Real vault doors can be very heavy. If you are planning on doing something like this, it should be in the preconstruction phase. Once a house goes up, it becomes much more expensive to move a door inside. It is a lot easier to set the door with a crane, even if it is a lighter door. Although a gun safe company's door may weigh 1,000 pounds, a real vault door can easily weigh 8,000 pounds.

Do not buy vault doors on E-bay unless you know a heck of a lot about vault doors. Many of these doors are sold without frames which makes them useless. Many are missing parts. Also, many of these doors must be demo'd out of their present location, rigged, and moved across reinforced floors to be shipped. I have had many calls from people who have gotten a "steal" on a vault door, just to get a $10,000 quote to remove it.
 

Bender711

New member
Another, possibly cheaper solution would be to not make your intentions obvious. Perhaps create a secret compartment in the existing closet that wont be noticeable to some one that dosen't already know its there.
 

wachtelhund1

New member
"Vault Doors" built by gun safe companies are not vault doors. They look like vault doors, but do not offer any real fire or burglary protection. You could buy a commercial steel door, and be better off.

alabdj, Would you have any recommendations. I tried to google for commerical steel doors yesterday and did not come up with anytime that looked suitable.
 

a1abdj

New member
You may have to contact a local commercial door dealer. They come in a wide variety: Hollow and solid, fire rated, pressure rated (hurricane doors).

I did a panic room job last year, where the plans used a FEMA rated hurricane door with multi point lock. It ran around $1,500. It was a heavy steel frame and door which could withstand a 2x4 being shot at it with hurricane force winds.
 

sparkysteve

New member
We had this conversation at work last week.

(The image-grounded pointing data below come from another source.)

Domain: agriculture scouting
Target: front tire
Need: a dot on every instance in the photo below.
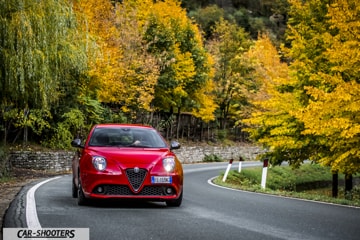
(74, 190)
(175, 202)
(82, 200)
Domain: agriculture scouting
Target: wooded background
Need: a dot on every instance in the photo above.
(283, 74)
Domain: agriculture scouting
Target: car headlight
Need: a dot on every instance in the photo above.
(169, 164)
(99, 163)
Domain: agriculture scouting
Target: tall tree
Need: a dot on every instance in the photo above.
(333, 112)
(272, 122)
(41, 56)
(228, 45)
(185, 66)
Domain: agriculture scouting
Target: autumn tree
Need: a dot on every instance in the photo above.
(333, 110)
(228, 44)
(184, 83)
(272, 122)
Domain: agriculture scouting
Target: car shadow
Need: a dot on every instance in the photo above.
(122, 203)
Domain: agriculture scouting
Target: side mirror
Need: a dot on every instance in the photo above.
(174, 145)
(76, 143)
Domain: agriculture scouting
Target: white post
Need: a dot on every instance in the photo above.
(240, 163)
(227, 170)
(264, 173)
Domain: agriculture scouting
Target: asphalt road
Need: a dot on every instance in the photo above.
(207, 212)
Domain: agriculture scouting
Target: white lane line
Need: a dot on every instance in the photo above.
(210, 181)
(31, 213)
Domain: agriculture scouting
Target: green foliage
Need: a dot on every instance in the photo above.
(73, 124)
(4, 163)
(284, 177)
(212, 158)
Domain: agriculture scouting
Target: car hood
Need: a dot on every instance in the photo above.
(131, 157)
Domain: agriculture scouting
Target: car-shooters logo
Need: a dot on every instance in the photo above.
(46, 233)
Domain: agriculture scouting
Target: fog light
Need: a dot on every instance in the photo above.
(100, 190)
(169, 191)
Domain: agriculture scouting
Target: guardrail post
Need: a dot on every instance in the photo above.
(264, 173)
(227, 170)
(240, 163)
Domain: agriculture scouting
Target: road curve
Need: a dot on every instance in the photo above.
(207, 212)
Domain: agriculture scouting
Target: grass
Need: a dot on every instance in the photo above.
(310, 181)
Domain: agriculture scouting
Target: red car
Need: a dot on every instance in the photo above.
(127, 161)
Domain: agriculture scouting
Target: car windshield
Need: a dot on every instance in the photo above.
(129, 137)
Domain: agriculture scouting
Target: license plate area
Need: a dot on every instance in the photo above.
(161, 179)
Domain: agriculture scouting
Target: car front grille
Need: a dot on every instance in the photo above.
(136, 177)
(124, 190)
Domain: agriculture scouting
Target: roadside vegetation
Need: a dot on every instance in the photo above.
(310, 181)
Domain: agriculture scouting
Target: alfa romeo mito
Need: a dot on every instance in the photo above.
(126, 161)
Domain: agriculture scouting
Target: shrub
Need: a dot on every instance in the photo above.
(212, 158)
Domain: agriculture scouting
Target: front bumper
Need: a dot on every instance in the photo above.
(130, 186)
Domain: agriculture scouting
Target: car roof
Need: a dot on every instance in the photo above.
(127, 125)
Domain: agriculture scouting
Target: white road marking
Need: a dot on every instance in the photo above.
(31, 214)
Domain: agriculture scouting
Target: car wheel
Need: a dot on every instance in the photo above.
(74, 190)
(176, 202)
(81, 197)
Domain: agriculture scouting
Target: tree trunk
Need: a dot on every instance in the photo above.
(348, 186)
(335, 185)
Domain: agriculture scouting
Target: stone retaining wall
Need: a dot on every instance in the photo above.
(61, 160)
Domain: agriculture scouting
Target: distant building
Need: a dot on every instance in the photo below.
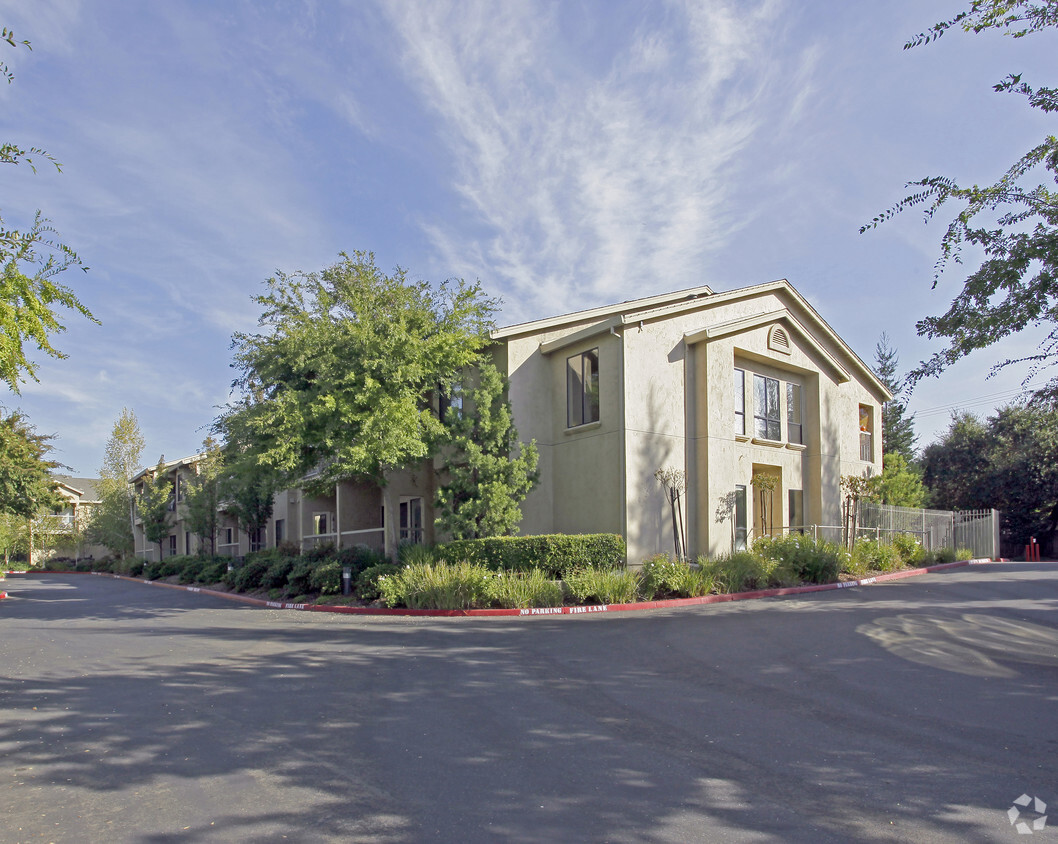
(719, 387)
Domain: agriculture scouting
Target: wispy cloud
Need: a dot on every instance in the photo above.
(593, 183)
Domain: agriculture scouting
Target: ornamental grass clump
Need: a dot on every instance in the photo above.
(437, 586)
(602, 586)
(524, 589)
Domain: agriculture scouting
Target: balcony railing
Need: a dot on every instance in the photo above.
(867, 453)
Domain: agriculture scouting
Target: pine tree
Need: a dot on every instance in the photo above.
(485, 481)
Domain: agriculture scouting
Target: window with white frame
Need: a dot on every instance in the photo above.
(582, 388)
(766, 417)
(411, 520)
(794, 427)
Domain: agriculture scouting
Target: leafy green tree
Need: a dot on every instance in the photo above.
(953, 468)
(248, 492)
(900, 483)
(897, 427)
(113, 520)
(202, 496)
(1014, 222)
(340, 379)
(485, 481)
(29, 297)
(1008, 462)
(26, 485)
(152, 502)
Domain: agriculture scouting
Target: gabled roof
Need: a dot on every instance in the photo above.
(624, 308)
(612, 317)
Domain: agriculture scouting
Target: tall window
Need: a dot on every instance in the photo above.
(741, 532)
(740, 402)
(411, 520)
(796, 511)
(794, 432)
(323, 524)
(451, 402)
(582, 388)
(867, 429)
(766, 408)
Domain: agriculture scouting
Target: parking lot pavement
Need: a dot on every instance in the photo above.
(918, 710)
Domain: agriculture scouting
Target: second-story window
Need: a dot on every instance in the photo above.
(794, 429)
(740, 402)
(766, 408)
(582, 388)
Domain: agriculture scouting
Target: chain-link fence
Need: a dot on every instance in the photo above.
(977, 530)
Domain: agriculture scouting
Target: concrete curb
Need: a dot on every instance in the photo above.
(579, 610)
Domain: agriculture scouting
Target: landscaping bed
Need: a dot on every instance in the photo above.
(484, 574)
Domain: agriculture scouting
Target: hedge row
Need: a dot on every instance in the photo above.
(555, 554)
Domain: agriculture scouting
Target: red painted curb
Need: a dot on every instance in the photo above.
(564, 610)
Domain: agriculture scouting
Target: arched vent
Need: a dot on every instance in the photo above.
(779, 341)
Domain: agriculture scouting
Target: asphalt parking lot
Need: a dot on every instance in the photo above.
(916, 710)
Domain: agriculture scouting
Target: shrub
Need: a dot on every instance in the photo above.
(437, 586)
(699, 581)
(130, 567)
(360, 557)
(524, 589)
(554, 554)
(944, 555)
(908, 547)
(248, 576)
(737, 572)
(215, 570)
(799, 557)
(604, 586)
(661, 575)
(322, 551)
(367, 584)
(288, 548)
(415, 554)
(298, 580)
(193, 570)
(326, 578)
(275, 574)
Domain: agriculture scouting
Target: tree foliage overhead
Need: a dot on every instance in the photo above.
(485, 481)
(30, 261)
(113, 519)
(1014, 221)
(152, 502)
(339, 380)
(897, 427)
(26, 485)
(1008, 461)
(202, 496)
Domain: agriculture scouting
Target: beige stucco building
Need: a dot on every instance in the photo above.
(714, 387)
(718, 386)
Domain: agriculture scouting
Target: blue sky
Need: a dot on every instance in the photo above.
(565, 153)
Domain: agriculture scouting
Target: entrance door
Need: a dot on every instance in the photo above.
(767, 500)
(411, 520)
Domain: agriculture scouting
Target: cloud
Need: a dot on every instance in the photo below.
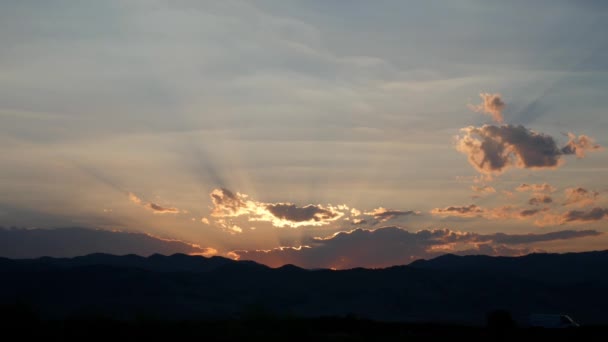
(535, 187)
(580, 197)
(485, 189)
(382, 214)
(70, 242)
(491, 104)
(573, 216)
(530, 212)
(227, 204)
(580, 145)
(540, 199)
(310, 213)
(155, 208)
(492, 149)
(594, 214)
(389, 246)
(499, 213)
(461, 211)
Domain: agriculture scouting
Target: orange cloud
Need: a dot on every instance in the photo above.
(493, 149)
(227, 204)
(535, 187)
(390, 246)
(499, 213)
(539, 199)
(382, 214)
(485, 189)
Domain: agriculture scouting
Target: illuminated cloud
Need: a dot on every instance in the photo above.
(227, 204)
(155, 208)
(499, 213)
(383, 214)
(594, 214)
(461, 211)
(311, 213)
(530, 212)
(535, 187)
(579, 145)
(539, 199)
(492, 149)
(491, 104)
(389, 246)
(485, 189)
(580, 197)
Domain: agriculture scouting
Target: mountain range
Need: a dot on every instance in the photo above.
(449, 288)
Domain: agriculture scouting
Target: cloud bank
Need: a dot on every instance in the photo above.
(70, 242)
(227, 204)
(389, 246)
(493, 149)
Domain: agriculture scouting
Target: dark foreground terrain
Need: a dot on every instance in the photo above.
(282, 329)
(221, 297)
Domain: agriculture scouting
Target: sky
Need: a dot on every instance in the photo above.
(329, 134)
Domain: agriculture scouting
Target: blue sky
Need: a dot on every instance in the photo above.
(323, 103)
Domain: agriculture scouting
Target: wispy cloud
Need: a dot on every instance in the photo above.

Two layers of 5/8" drywall gives you a 2 hour fire rating. Home Depot sells fire rated doors. They look like a standard entry door. Just get a good deadbolt, and set it to swing in so the hinges aren't exposed. I like the chain link fence idea for theft proofing. Maybe a couple layers of plywood or OSB would work too. Or that dark grey tile-backer board. That stuff's hard as a rock.
 

skeeter1

New member
IIRC, my safe came with a recommendation to place it inside a closet and bolt it to the wall studs and floor. Probably a good idea, but I haven't done that. It's probably heavy enough that anyone is going to have a hard time getting it out of here, and if I ever need to move, well, those big burly movers will have to do that for me.

Yeah, just get yourself a safe and keep it in the living space part of the house.